三沢から出発し世界初の太平洋横断を成し遂げた飛行機があったのだそうだ。ミス・ビードル号という。重量と抵抗軽減のため、離陸後に脚を落下させて飛んだとのこと。必然的にアメリカ到着時は胴体着陸になる。機体は修復されてその後も用いられたが、後日行方不明になったとのこと。ここに展示されているのは、その復元機らしい。飛行の模様、あるいはそれを三沢の人達がどのように支援したか、は紙芝居的な絵で説明されている。私はそれをぼんやり眺める。本来もっとちゃんと見るべきなのだが、ボーっとしているので先に進む。

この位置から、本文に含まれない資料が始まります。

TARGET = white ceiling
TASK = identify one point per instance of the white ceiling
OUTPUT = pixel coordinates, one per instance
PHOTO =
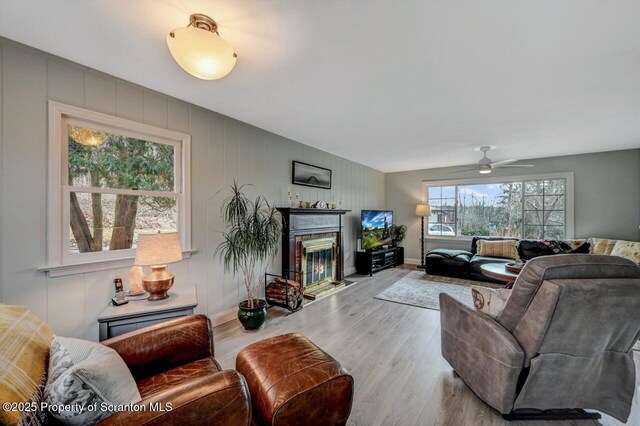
(396, 85)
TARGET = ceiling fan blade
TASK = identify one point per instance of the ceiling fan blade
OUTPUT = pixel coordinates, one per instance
(503, 162)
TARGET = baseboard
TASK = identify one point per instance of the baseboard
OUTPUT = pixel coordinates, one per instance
(225, 316)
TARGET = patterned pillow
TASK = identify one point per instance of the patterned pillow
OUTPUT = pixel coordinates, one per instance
(627, 249)
(601, 246)
(489, 301)
(499, 248)
(85, 374)
(24, 347)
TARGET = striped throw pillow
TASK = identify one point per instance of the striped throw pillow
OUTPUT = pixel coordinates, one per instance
(601, 246)
(498, 248)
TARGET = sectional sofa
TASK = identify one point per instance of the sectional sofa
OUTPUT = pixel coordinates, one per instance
(467, 263)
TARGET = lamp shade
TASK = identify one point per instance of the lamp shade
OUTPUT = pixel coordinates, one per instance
(423, 210)
(158, 249)
(201, 53)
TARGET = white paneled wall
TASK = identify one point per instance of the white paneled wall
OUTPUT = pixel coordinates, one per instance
(223, 149)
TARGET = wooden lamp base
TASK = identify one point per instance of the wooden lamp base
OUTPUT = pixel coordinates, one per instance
(158, 282)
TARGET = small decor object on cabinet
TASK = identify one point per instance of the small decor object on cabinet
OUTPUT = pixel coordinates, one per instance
(308, 175)
(398, 234)
(135, 275)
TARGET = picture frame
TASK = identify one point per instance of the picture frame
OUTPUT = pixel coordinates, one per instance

館内をぐるっと見ると、ここはまさに航空科学館であることに気がつく。つまり感覚的に半分くらいは「科学館」であり、私が子供を連れてきたいような場所だ。しかし今の私は科学展示に興味は無い。というわけでその先に視線を向けるとドカーンと大きな飛行機が2機あることに気がつく。一機は懐かしいYS-11だ。私がまだ小学校低学年だったころ、母親が九州に飛行機で飛んだ。(当時新幹線はまだ博多まで伸びていなかったのだ)行きに使ったのがYS-11だったと記憶している。
私が最初に勤めた会社にはこの機体の関係者が働いていた。なんでも開発に国の補助を受けていたので会計監査院かなにかの検査で「無駄遣いではないか」と指摘を受けそうだったとか。確か商業的にはあまり成功しなかったんだよね。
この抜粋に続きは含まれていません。